Using descriptive analysis and empirical insights, the central bank's research paper suggests that the transactional use of cash is showing signs of decline, while the ‘precautionary’ and ‘store-of-value’ motives significantly influence the demand for currency in circulation.

This is evident from the growing share of large denomination banknotes contrasted with muted growth in small-value notes and coins, subdued cash withdrawal, diminishing cash velocity and a shift towards digital modes for effecting small-value retail transactions, it said.

Despite the surge in digital payments, the growth in currency in circulation continues with the CiC-to-GDP ratio peaking at 14.4% in FY21. Owing to the perceived substitutability between digital payments and cash, the simultaneous growth in both seems counterintuitive, giving rise to a ‘currency demand’ paradox that necessitates a detailed analysis of the underlying drivers of different payment modes, the research paper said.

According to the paper, the currency in circulation-to-GDP ratio in the recent past may not be an appropriate indicator to gauge efficacy of ongoing digital initiatives due to possible overestimation, driven by a sharp fall in GDP, combined with uncertainty-fuelled uptick in currency in circulation during the pandemic.

Factors like falling interest rates on deposits (or the opportunity cost of holding currency), growing informalisation of workforce, and the larger-than-normal direct benefit transfer-based cash transfers during the pandemic may have contributed to increased preference for cash, it said.

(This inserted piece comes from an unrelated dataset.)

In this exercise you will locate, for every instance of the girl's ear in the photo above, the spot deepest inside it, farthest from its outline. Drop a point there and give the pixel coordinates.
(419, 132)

The surplus precautionary financial savings in cash reflected partly the lack of opportunities to spend during the pandemic and partly the need to deal with the uncertain outlook for income and employment, as the economy was normalising from the pandemic shock, according to it.

Although income remains the dominant driver of currency demand in India, the rapid growth momentum in digital payments combined with its inverse association with cash has the potential to moderate the positive income effect, the research paper said.

India’s payments ecosystem has undergone a transformative revolution in the last two decades, it said. The pandemic-induced conditions further bolstered the adoption of digital payments.

Reflecting the success of the policy thrust of the Reserve Bank of India and the government, digital retail payments led by the Unified Payments Interface have grown rapidly between FY17 and FY23, with a compounded annual growth rate of 51% and 27% in volume and value terms, respectively.